Closed brett1479 closed 6 years ago
Another point is that before we wrote w = sum a_i y_ix_i, we didn't know how to turn dual solutions into primal solutions (at least for the w part, b later).
That's interesting -- I actually don't know why it's immediate from the primal problem that w is a linear combination of the x_i vectors. Is there a way to show it that's easier than the representer theorem? Do tell!
Assuming I have the primal problem correct, write w = wx + wx' where wx is in the span of the xi's, and wx' is in the orthogonal complement.

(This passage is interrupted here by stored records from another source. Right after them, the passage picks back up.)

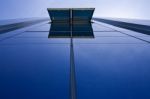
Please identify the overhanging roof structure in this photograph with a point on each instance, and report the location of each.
(70, 14)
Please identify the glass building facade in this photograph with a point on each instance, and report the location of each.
(96, 60)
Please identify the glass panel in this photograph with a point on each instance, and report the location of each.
(112, 71)
(82, 30)
(34, 72)
(82, 14)
(57, 15)
(60, 30)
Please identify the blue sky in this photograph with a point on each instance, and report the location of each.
(104, 8)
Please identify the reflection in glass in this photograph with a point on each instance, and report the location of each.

Then wx' has no effect on the decision function and only increases the l2-regularization term.
And that's the proof of the representer theorem.
On Jan 6, 2017, at 8:28 PM, brett1479 notifications@github.com wrote:
Assuming I have the primal problem correct, write w = wx + wx' where wx is in the span of the xi's, and wx' is in the orthogonal complement. Then wx' has no effect on the decision function and only increases the l2-regularization term.

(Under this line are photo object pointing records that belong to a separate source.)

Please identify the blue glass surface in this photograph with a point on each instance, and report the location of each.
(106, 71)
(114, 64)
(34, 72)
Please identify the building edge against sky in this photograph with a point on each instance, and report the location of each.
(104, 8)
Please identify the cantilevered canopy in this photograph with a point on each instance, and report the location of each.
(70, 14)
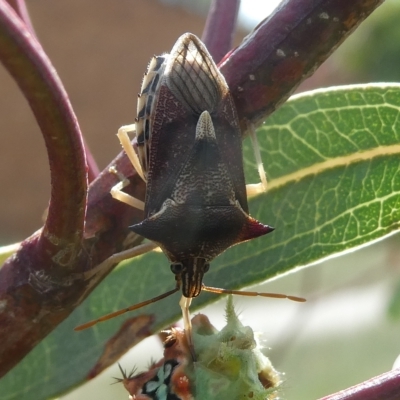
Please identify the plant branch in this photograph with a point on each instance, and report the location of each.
(220, 27)
(43, 282)
(25, 60)
(285, 49)
(382, 387)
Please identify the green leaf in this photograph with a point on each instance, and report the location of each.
(332, 159)
(394, 304)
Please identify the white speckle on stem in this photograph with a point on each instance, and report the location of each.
(280, 53)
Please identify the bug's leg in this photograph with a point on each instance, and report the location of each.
(116, 191)
(117, 258)
(127, 146)
(256, 188)
(187, 323)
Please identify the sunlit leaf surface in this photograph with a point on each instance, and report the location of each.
(332, 159)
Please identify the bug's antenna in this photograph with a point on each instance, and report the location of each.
(246, 293)
(127, 309)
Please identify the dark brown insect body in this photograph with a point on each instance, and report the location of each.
(190, 151)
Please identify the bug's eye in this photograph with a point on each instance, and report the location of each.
(177, 268)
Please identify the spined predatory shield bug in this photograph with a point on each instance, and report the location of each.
(189, 152)
(230, 365)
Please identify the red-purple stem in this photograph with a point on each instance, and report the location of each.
(382, 387)
(26, 61)
(220, 27)
(285, 49)
(35, 283)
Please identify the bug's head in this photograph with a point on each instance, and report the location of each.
(190, 272)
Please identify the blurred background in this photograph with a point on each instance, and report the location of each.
(348, 330)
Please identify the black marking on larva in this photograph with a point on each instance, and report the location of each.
(141, 113)
(149, 103)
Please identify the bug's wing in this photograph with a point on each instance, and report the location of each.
(191, 84)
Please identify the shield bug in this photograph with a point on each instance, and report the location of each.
(189, 152)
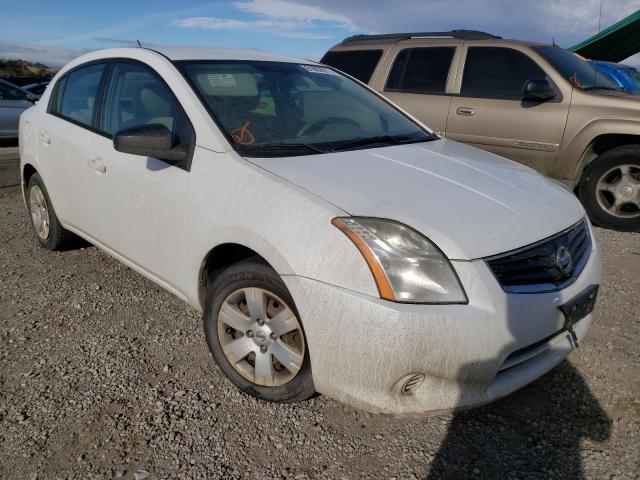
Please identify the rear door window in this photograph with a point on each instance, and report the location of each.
(7, 92)
(500, 73)
(359, 64)
(421, 70)
(80, 93)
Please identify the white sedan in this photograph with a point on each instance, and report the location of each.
(333, 243)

— You are receiving this because you commented. Reply to this email directly, view it on GitHub, or mute the thread.
Yeah, I guess it is. That said, I think it is much more direct than Lagrange duality (and in particular, the strong duality we used).

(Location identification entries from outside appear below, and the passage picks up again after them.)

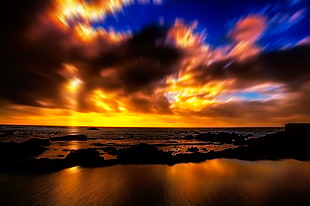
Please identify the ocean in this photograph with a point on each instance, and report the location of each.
(166, 139)
(216, 182)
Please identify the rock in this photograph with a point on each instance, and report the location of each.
(193, 149)
(110, 150)
(80, 137)
(298, 128)
(24, 150)
(144, 154)
(93, 128)
(36, 141)
(189, 137)
(85, 157)
(98, 144)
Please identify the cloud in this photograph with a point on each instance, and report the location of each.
(158, 70)
(38, 52)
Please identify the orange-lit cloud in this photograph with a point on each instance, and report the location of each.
(64, 71)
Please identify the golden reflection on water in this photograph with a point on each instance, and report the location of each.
(214, 182)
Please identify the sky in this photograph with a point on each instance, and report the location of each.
(155, 63)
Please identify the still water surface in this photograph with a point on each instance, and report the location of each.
(213, 182)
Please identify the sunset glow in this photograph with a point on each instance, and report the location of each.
(137, 63)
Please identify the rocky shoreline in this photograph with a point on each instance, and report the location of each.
(293, 143)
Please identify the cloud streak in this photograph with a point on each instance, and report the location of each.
(160, 70)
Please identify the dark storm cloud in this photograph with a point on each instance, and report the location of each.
(138, 64)
(291, 67)
(36, 51)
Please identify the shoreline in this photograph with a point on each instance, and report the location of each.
(292, 143)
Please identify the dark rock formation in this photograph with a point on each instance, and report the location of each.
(110, 150)
(93, 128)
(85, 157)
(24, 150)
(298, 128)
(193, 149)
(80, 137)
(143, 154)
(222, 137)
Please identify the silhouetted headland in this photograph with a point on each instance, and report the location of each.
(291, 143)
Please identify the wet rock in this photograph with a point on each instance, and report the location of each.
(98, 144)
(298, 128)
(189, 137)
(80, 137)
(111, 150)
(144, 154)
(93, 128)
(222, 137)
(85, 157)
(193, 149)
(36, 141)
(24, 150)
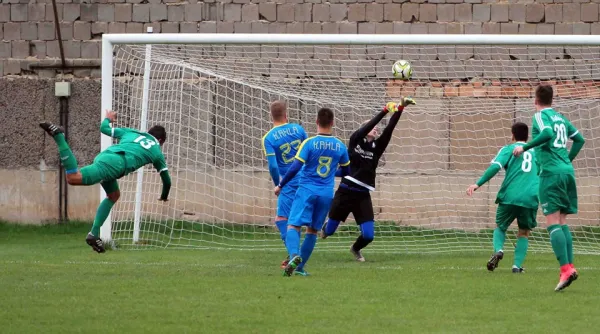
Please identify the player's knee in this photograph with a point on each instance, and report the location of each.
(523, 233)
(114, 196)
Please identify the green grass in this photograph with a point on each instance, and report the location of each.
(53, 283)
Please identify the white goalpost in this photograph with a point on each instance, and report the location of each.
(212, 93)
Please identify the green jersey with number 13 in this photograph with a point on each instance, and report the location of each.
(139, 149)
(553, 155)
(521, 181)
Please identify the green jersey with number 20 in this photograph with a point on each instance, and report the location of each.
(521, 181)
(139, 149)
(553, 155)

For SVM, I think the main payoff of strong duality is this set of results on the relation between the dual solution and the margin. And for the class as a whole, the only additional thing is the equivalence of the norm penalization and bounded norm forms of regularization. It'd be nice if we could get more from it, so long as we're teaching it anyway.
Yeah, I agree. I just meant that the fact that w is a linear combination of the xs follows from much less than the strong duality.
Yeah I agree. And once you know w is a linear combination of x's, the fact that you can kernelize follows immediately. Yet for years everybody "derived" kernelization for SVM via the dual.
I don't think the fact that w is a linear combination of the xi vectors is a surprising fact that we obtained from the analysis. I believe that follows immediately from the statement of the primal problem. What makes the linear combination result a bit more interesting is that the coefficients on the xi have a fixed sign.